Как в докладе Хрущева трактовалась формула «культ личности»? В появившихся летом 1953 года тезисах ЦК КПСС к 50-летию Второго съезда партии (1903 год, начало большевизма) приводились слова Маркса о том, что они с Энгельсом против «суеверного культа личности», понимая под этим преувеличенное внимание к лидерам. Нас же, с подачи XX съезда, на 10 лет заняли вопросом, кто был виноват, Сталин или Ленин, а вот то, что тоталитарный режим куда сложнее и страшнее, чем славословия Сталину, не обсуждалось.
Главное потрясение XX съезда – вслух было сказано то, что люди из моего круга знали, но не думали, что когда-нибудь в жизни услышат об этом с высокой трибуны. Услышали, но с очень серьезной оговоркой: «обсуждению не полежит», «спору не подлежит». А с теми, кто говорил, что виноваты все лидеры, сама партия, стали расправляться уже через неделю после съезда. Была в «Правде» большая подвальная статья с такими словами: «Партия не потерпит в своих рядах антипартийных высказываний». Дальше волнения в Польше, восстание в Венгрии и т. д. Главный пафос официальных суждений сводился к тому, чтобы ограничить влияние разоблачений Сталина, спасти систему. Даже зародыша самоорганизации общества не было, надежды и ожидания были обращены только наверх – как в стихах Некрасова о «царе-освободителе»: «Славься, народу давший свободу». Надежды возлагали на «Хруща», который не испортился до конца, хотя натворил много глупостей.
Мариэтта Чудакова:
Он все-таки немножко испортился.
Юрий Левада:
Ну, портиться он начал с самого начала, он просто был недалек и неглубок.
Шестидесятые годы начались именно в 1956-м (фактически чуть раньше) и закончились конечно в 1968-м, дальше начинаются 70-е, другой период, именно тогда появляется самиздат, после процессов Синявского – Даниэля и преследования подписантов. Тогда произошел раскол между властью и людьми, начались попытки самоорганизации – моральной, идейной и в какой-то степени организационной (правозащитные группы).
Людмила Алексеева:
Это в 70-е годы, но участвовали в этом шестидесятники.
Юрий Левада:
В большой степени участвовали те люди, которые проснулись в 60-е.
Людмила Алексеева:
Ну, которые постарше.
Юрий Левада:
Были и помоложе. Был Солженицын, которому в 1963-м чуть было не присудили Ленинскую премию, а в 70-х он уже самиздатовский автор.
Период преодоления и выдавливания из себя рабского духа был очень тяжелым.
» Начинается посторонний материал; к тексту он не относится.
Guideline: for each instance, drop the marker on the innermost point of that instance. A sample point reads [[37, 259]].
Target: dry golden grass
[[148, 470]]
В заключение один факт, что называется, из жизни. Я в начале 60-х работал с одним очень симпатичным человеком, иностранным коммунистом, коминтерновцем, который 20 лет просидел, потом вышел таким же, каким сел. Он был наивный человек и прямолинейный. И он рассказывал, как они в лагере собирались на партийные собрания, отдельно от всяких там меньшевиков, которых терпеть не могли, и обсуждали, почему Сталин уничтожает партию и Коминтерн? И пришли к единодушному выводу – он делает это по заданию английской разведки. Они знали, как работает полиция в разных странах, и думали, что на такие наглые, хитрые действия способны только англичане.
Людмила Алексеева:
Если я не ошибаюсь, вы в годы, которые мы обсуждаем, вели знаменитый на всю Москву семинар…
Юрий Левада:
Да, начиная с конца 60-х, когда меня выставили из Румянцевского института (ИКСИ). Тогда семинар не был откровенно диссидентским, это скорее была попытка сохранить свободное думанье, но у нас были люди из диссидентов.
Людмила Алексеева:
Что вы обсуждали?
Юрий Левада:
Все, что угодно. Жизнь, общество, историю, культуру…
Людмила Алексеева:
А где собирались?
Юрий Левада:
В разных местах.
Людмила Алексеева:
В квартирах?
Юрий Левада:
Нет, нас было слишком много для квартир, правда, квартирный вариант семинара существовал, и с ним связана своя история, в том числе история предательства. А большой, публичный семинар обычно проходил там, где я работал, – в ЦЭМИ. Иногда народу набивалось до трехсот человек, и начальство начинало беспокоиться. Как-то вызвали в дирекцию и говорят: «Из-за вас один институт разогнали, хотите, чтобы и нас тоже закрыли? Будьте аккуратны». Но это отдельная история, и к сегодняшней теме она не относится.
Людмила Алексеева:
Нет, относится. Я вот помню, как мне про ваш семинар говорили и я очень хотела на него попасть, только не знала, куда идти.